We are not required to protect buffer habitat function. We are not required to protect buffer water purification function. Assuming buffers function at all, we are not required to protect any regulatory, provisioning, supporting, or cultural functions of buffers or their derivative use/nonuse values.
From the Trojan Heron's perspective, the entire topic of "buffer functionality" seems to be a strategy of confusion for the purpose of extending notions of critical areas protections to non-critical areas.

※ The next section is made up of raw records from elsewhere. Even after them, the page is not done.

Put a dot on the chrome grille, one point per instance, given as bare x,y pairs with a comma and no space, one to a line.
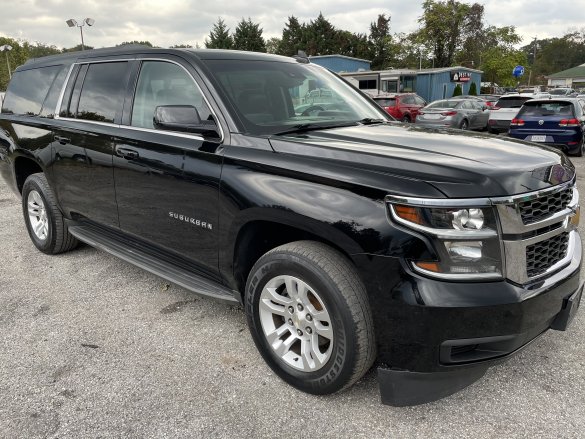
543,255
540,208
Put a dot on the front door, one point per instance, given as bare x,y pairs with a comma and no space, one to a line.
167,182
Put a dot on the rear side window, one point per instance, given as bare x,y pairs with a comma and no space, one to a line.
515,102
548,108
102,94
28,89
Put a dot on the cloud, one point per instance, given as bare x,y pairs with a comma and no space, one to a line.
167,22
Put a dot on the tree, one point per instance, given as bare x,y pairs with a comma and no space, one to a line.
248,36
219,36
292,37
381,42
446,25
320,36
273,44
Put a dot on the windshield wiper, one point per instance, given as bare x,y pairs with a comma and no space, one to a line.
305,127
370,121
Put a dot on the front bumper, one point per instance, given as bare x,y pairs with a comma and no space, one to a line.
437,337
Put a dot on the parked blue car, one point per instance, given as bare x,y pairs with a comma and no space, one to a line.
558,122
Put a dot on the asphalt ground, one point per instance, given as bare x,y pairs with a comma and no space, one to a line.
91,346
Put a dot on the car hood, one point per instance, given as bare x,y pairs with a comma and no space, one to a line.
458,164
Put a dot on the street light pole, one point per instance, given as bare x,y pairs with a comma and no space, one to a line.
6,48
72,23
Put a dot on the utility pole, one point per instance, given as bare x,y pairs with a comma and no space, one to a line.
533,61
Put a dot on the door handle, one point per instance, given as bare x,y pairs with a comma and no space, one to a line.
127,153
62,140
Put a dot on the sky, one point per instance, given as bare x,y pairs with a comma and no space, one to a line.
169,22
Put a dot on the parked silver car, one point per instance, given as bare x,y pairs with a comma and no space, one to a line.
465,114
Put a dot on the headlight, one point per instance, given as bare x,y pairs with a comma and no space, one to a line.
465,239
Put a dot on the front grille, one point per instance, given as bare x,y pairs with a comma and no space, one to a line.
543,255
540,208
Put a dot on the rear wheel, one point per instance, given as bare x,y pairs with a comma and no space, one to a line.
309,316
44,221
581,151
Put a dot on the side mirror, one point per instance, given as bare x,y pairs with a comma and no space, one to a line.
183,118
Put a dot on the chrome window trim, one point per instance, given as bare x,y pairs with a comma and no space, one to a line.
148,130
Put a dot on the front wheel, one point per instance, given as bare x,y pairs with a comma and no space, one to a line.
309,316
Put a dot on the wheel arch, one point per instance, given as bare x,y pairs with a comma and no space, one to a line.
25,166
268,229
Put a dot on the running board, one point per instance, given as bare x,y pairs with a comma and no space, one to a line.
186,279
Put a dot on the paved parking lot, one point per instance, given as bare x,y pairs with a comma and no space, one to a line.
91,346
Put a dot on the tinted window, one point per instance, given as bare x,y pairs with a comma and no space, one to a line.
512,102
368,84
451,103
386,102
28,89
163,83
547,108
103,91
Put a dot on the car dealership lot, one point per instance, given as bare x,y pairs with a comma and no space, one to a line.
92,346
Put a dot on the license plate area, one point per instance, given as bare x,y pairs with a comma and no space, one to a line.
538,138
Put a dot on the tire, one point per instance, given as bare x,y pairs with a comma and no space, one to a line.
44,221
338,347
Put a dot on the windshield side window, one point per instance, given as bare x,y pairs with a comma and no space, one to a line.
28,89
102,93
163,83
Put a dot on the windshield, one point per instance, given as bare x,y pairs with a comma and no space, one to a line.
513,102
451,103
559,92
272,97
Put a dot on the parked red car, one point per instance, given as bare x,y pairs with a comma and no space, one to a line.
401,106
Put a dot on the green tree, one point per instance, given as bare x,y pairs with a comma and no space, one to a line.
320,37
248,36
219,37
293,38
381,42
272,45
445,26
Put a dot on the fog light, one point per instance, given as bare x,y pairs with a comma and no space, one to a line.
464,250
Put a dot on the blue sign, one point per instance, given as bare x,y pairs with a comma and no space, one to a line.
518,71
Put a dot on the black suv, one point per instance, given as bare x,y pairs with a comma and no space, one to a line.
347,237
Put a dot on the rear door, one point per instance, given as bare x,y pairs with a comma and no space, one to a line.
90,111
167,183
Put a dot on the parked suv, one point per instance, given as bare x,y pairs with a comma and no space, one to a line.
348,238
504,111
401,106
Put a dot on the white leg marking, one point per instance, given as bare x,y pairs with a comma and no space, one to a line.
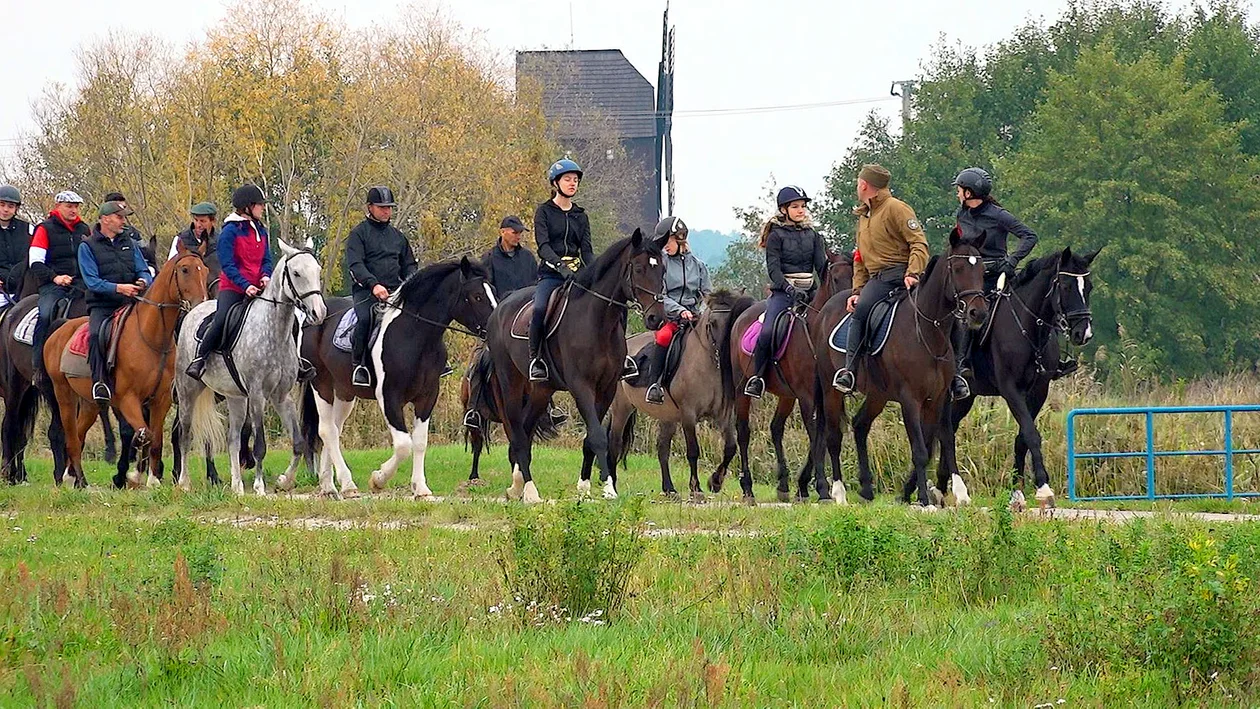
418,445
962,498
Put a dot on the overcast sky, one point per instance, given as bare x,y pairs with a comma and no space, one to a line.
736,53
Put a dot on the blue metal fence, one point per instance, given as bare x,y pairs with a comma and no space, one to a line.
1227,451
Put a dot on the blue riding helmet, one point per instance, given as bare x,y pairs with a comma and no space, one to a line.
561,168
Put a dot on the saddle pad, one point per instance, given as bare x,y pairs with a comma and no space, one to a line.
25,330
878,328
556,307
749,341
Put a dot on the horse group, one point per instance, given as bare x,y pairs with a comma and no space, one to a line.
586,345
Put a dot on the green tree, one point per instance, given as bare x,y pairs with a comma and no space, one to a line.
1139,159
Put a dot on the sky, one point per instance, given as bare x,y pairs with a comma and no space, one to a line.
730,54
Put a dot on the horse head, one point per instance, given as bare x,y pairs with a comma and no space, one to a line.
476,299
965,272
1072,289
300,282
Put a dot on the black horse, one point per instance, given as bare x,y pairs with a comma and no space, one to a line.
587,350
1019,355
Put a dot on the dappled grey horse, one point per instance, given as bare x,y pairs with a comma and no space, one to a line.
265,357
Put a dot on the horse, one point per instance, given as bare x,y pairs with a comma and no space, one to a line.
265,357
790,379
587,353
702,389
1018,358
141,392
915,367
408,357
20,396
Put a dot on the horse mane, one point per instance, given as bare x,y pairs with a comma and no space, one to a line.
592,273
422,285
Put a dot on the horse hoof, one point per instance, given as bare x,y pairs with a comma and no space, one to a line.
1017,501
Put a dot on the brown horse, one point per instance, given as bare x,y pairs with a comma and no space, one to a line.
702,389
915,367
790,379
143,377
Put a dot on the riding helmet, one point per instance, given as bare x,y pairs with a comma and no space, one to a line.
791,193
561,168
246,197
975,180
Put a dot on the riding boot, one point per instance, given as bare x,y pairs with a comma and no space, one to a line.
657,391
962,338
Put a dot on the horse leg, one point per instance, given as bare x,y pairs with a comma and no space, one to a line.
664,443
862,421
693,459
742,407
776,435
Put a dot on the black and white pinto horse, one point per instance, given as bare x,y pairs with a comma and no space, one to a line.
266,358
407,355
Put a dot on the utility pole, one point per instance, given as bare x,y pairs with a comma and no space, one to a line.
907,90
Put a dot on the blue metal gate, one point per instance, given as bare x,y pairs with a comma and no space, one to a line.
1227,451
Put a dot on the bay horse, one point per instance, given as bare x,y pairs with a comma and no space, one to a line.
20,396
143,374
702,389
587,351
408,357
1019,357
790,380
915,367
265,357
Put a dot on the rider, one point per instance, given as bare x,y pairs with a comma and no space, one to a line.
115,272
687,285
893,255
794,255
563,236
14,242
378,258
53,258
200,233
245,257
978,213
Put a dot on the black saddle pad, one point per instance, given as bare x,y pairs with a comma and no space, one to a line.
878,326
231,328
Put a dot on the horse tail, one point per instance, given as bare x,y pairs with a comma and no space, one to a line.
725,365
207,422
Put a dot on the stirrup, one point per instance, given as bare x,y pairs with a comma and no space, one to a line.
538,370
629,368
755,387
655,393
844,382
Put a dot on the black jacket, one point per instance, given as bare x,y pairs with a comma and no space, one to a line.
791,248
377,253
561,234
14,248
510,271
996,223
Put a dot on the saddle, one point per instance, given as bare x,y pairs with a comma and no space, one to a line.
74,358
343,338
878,326
556,307
783,329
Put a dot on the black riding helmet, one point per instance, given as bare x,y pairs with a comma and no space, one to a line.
246,197
975,180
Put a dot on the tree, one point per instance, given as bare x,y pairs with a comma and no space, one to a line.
1154,173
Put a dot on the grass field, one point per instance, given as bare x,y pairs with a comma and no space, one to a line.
159,598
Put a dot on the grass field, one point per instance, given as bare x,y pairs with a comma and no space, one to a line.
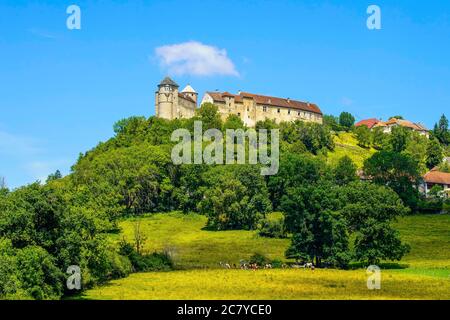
426,272
197,248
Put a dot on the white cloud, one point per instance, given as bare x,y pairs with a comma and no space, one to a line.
347,102
195,58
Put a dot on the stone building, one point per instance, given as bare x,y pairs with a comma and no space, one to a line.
172,104
251,108
393,122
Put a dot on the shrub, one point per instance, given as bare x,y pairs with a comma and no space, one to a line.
430,206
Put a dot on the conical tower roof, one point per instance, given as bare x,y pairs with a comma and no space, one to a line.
168,81
188,89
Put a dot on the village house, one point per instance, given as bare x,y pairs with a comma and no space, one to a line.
251,108
393,122
436,178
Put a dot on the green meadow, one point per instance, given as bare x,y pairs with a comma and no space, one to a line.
422,274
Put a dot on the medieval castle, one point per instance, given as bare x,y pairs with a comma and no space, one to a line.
170,104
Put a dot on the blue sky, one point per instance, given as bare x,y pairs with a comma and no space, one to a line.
61,90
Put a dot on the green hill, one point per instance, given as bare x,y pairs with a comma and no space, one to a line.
347,145
425,272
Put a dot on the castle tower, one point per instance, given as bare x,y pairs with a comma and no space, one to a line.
190,92
166,101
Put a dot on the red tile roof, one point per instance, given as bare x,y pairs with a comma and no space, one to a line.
437,177
267,100
369,123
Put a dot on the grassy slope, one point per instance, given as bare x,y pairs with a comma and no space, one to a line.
427,275
198,248
347,145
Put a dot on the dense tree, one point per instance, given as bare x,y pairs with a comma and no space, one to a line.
54,176
2,183
364,136
345,171
313,136
295,170
398,171
399,138
416,148
380,139
209,116
235,197
320,234
323,219
369,211
346,120
434,154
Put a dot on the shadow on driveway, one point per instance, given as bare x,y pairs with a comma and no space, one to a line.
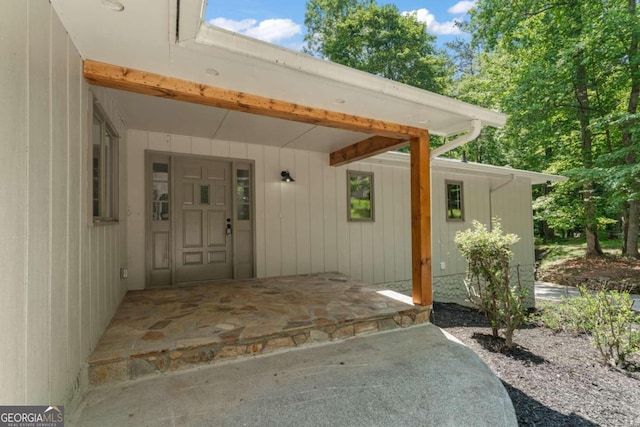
531,412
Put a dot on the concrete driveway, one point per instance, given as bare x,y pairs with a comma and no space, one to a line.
418,376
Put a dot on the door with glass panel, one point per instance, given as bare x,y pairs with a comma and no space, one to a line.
203,242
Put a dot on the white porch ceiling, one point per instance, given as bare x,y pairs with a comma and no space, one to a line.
143,37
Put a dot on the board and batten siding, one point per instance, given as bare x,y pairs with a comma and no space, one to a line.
60,274
508,199
301,227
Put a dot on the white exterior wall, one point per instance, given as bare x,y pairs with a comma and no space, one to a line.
301,227
484,198
60,275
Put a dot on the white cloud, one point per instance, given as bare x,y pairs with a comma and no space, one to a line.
269,30
433,26
461,7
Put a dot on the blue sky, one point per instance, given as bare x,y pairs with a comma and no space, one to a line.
282,21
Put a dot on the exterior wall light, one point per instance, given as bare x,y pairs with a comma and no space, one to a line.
286,176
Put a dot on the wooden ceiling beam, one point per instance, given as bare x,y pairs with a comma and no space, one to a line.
147,83
366,148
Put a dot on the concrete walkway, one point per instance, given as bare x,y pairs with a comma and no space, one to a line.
552,292
419,376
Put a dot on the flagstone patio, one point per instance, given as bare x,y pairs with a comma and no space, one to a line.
155,331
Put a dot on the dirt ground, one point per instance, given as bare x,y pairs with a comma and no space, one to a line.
554,379
610,272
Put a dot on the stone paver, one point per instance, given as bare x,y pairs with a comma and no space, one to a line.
416,376
171,329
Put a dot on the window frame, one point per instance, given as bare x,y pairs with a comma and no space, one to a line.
447,183
108,174
350,174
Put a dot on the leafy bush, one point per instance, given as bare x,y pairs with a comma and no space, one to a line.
567,316
605,315
488,284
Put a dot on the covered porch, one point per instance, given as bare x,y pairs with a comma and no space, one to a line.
164,330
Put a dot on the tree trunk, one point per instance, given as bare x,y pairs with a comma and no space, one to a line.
590,215
633,221
624,219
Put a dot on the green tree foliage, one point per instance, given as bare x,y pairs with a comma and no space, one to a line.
377,39
570,85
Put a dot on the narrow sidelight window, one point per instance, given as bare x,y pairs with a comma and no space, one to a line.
104,165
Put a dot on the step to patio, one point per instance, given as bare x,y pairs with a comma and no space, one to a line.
162,331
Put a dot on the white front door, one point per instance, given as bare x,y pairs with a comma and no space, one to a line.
203,244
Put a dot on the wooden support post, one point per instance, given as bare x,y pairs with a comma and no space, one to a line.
421,221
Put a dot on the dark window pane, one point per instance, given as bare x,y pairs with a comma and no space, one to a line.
244,212
454,201
360,196
204,194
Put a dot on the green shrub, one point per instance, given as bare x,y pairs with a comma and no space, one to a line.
567,316
489,254
606,315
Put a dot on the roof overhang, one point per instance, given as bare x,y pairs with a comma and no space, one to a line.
146,36
468,168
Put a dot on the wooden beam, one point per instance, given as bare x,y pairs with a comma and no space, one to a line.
366,148
146,83
421,221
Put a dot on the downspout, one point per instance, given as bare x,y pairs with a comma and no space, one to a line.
474,132
493,190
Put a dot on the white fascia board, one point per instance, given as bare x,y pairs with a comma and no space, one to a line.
303,63
394,158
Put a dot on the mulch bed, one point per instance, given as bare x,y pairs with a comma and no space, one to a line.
554,379
608,272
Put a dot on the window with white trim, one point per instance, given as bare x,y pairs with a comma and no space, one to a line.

The County has been playing fast and loose when engaging in "function" discussions for non-critical areas, like buffers.
Being a buffer skeptic, I've modified the Epicurean Paradox to express my disbelief in god-like buffers.
From the Trojan Heron's perspective, the entire topic of "buffer functionality" seems to be a strategy of confusion for the purpose of extending notions of critical areas protections to non-critical areas. The County has been playing fast and loose when engaging in "function" discussions for non-critical areas, like buffers.
Being a buffer skeptic, I've modified the Epicurean Paradox to express my disbelief in god-like buffers.
Are buffers unable to function as claimed?
Then buffers are not omnipotent
Can buffers function unexpectedly, such as increasing nitrogen "pollutants?"
Then buffers may be malevolent
Are buffers really as functional as claimed?
Then whence cometh environmental degradation?
Are buffers neither as functional nor as valuable as claimed?
Then why call them buffers?
Buffers, for what?
ReplyDeleteWe don't have them now and things look to be pretty much OK, excellent in fact!
We have set-backs now, which goes to the point that if "buffers" don't really do anything, set-backs should be just fine to continue with. No one has been able to demonstrate that "no-touch buffers" do much of anything. The only thing buffers/set-backs seem to do is provide physical separation between structures and a critical area, which may be desirable from a policy perspective ... not a scientific one.
ReplyDeleteSoooo .... a buffer is a set-back that you can't touch?
ReplyDeleteOr, henceforth, all set-backs shall now be known as buffers?
If all buffers are critical (they must be otherwise why have them) then all critical areas are buffers?
Who makes this stuff up please? The Department of Ideology?
Shouldn't we have buffers to protect the functioning of the buffers? Because if the buffer is impaired, then it isn't properly protecting the functions and values of the critical area.
ReplyDeletePerhaps we could simply require all new development to occur in Skagit County.
Infinite Recursion!
ReplyDeleteA buffer for a critical area is in itself a critical area, which then requires a buffer...
"There was a flea upon a flea, which had a flea which bit 'em...
And on that flea another flea...
An so Ad Infinitum!"
For I=1 to N
x=x+1
Next I
And soon, all of San Juan County will be empty!
There is more intelligence in the above posts than in six months worth of County Council "discussion."